Follow along with Amanda's work at KissMyAster.com, and on Instagram @kissmyaster and Facebook KissMyAster.
Follow along with Nancy's work at EarlySpace.com, and on Instagram @earlyspacenancy and Facebook EarlySpace.
Join us again next week as the conversations continue, when the first day after the First Day of Spring and the Vernal Equinox, we kick off a 5 part series on our Gardens as Healthy Habitats (this week was really a start of the series as our gardens are also meant to be healthy habitats for us humans and our offspring, right!? ;)
THINKING OUT LOUD this week..
Are you a DONOR to Cultivating Place? If so thank you! You make these program possible! If not....and you want/need a little incentive to join the ranks of others supporting this program they love - click here for the Spring audio-extra #GARDENLIFELOVELETTERS coming donors way as of next week. You don't want to miss out!....click here to find out more.
Thinking out loud here – I think if anyone in the world knows the importance – and cellular need of we human living beings to be outside, it is we gardeners. And my bet is that our children benefit greatly from this model and sometimes forced time outside time in the name our own sanity….
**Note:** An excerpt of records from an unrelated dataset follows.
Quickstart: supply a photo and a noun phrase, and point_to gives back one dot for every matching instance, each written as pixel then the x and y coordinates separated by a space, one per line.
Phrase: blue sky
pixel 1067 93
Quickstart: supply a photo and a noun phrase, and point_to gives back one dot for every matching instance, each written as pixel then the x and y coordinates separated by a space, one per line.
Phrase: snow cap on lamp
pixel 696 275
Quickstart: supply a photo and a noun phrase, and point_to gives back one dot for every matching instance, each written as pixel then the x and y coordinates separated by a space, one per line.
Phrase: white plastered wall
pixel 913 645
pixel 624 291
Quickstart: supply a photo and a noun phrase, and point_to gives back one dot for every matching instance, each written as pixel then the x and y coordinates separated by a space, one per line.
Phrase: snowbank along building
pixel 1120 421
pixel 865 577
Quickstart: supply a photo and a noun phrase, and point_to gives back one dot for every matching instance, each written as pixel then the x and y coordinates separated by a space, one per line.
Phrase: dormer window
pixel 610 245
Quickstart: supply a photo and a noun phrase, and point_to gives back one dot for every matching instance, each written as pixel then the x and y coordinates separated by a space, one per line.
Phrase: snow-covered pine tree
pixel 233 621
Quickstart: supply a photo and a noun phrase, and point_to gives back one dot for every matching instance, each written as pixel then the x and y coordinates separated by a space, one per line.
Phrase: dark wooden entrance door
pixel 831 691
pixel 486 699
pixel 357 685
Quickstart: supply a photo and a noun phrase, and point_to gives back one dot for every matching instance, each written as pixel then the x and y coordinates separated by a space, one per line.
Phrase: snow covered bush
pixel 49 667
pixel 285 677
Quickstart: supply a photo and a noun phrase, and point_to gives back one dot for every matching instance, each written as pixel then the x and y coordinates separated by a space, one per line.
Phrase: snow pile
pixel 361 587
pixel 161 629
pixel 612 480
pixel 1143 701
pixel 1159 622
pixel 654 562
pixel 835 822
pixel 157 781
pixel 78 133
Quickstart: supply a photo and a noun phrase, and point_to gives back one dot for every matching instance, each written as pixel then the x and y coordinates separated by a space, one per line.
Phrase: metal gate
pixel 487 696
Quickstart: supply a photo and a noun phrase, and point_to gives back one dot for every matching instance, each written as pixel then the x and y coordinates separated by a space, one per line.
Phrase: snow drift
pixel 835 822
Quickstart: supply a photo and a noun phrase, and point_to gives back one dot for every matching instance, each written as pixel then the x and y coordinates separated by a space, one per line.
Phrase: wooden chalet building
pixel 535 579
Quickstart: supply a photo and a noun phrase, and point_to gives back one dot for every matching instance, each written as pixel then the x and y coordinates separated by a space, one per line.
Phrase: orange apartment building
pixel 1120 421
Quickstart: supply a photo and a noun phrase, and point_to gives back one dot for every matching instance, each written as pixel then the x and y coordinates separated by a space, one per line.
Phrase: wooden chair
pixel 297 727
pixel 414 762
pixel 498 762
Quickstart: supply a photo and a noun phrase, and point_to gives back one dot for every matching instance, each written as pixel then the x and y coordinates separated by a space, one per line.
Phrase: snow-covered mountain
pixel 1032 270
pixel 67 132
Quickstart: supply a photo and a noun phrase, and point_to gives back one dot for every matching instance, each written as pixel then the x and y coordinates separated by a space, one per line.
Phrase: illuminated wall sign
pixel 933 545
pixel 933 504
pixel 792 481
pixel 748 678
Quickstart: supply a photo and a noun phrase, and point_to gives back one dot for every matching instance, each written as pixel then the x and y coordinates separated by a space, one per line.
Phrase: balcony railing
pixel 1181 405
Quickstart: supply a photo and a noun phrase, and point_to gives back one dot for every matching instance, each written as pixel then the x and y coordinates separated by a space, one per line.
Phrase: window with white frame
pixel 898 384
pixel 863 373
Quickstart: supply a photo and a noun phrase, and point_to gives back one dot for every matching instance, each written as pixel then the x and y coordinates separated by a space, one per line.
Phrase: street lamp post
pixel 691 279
This information from Harvard Health will come as nothing new to you – but I’ll just recount it here anyway – as your weekly permission slip to get not only your children but yourselves OUTSIDE to your garden or trail and to know without question it’s among the very best things you can do for you and them.
Here’s what Harvard reminds us about what we already know: Getting outside for some UNSTRUCTURED TIME provides us with all this:
1. Necessary Sunshine. Which helps us make vitamin D, which in turns improves everything from our bone development, immune systems, healthy sleep — and mood. Our bodies work best when they get some sunshine every day.
2. Exercise. humans should be active for an hour every day, and getting outside to play is one way to be sure that happens.
3. Improved Executive functioning. These are the skills that help us plan, prioritize, troubleshoot, negotiate, and multitask; they are crucial for our success. Creativity falls in here, too, and using our imagination to problem-solve and entertain ourselves. These are skills that must be learned and practiced — and to do this, we need unstructured time alone and with others.
4. Getting outside teaches us to Take healthy risks. Children need to take some risks. Being outside teaches us limits, confidence and as we all know the lessons we learn from failure are just as important as those we learn from success.
5. Love of and Connection to Nature = environmental literacy: so much of our world is changing, and not for the better. If a child grows up or an adult exists never walking in the woods, digging in soil, seeing animals in their habitat, climbing a mountain, playing in a stream, or staring at the endless horizon of an ocean, they may never really understand what there is to be lost. The future of our planet depends on our children; they need to learn to appreciate it. We as gardeners who get this to the very core of ourselves can help others – indeed our whole culture – reset baseline to a more expansive place – not a more contracted one. The shifting baseline concept is scary and tragic and something we can help address. With our gardens and our gardening ways.
Finally –
6. It gets us socializing - a skill and activity we also all need and need to practice.
This past weekend I was reminded of this when John and I took a #Gardenersdayout and drove the 3.5 hours to the wonderful gardens of Filoli in Woodside CA where we heard the fabulous Jinny Blom speak on her life’s work and the power of conservation potential in gardens and design.
I had the great pleasure of seeing old gardening friends and meeting new ones – especially Monica, Amy, and Caroline – three listeners out there who very kindly introduced yourselves to me and MADE MY DAY. It was a gift to be in company with so many wonderful plants, plantings and plantspeople together – thank you for finding me!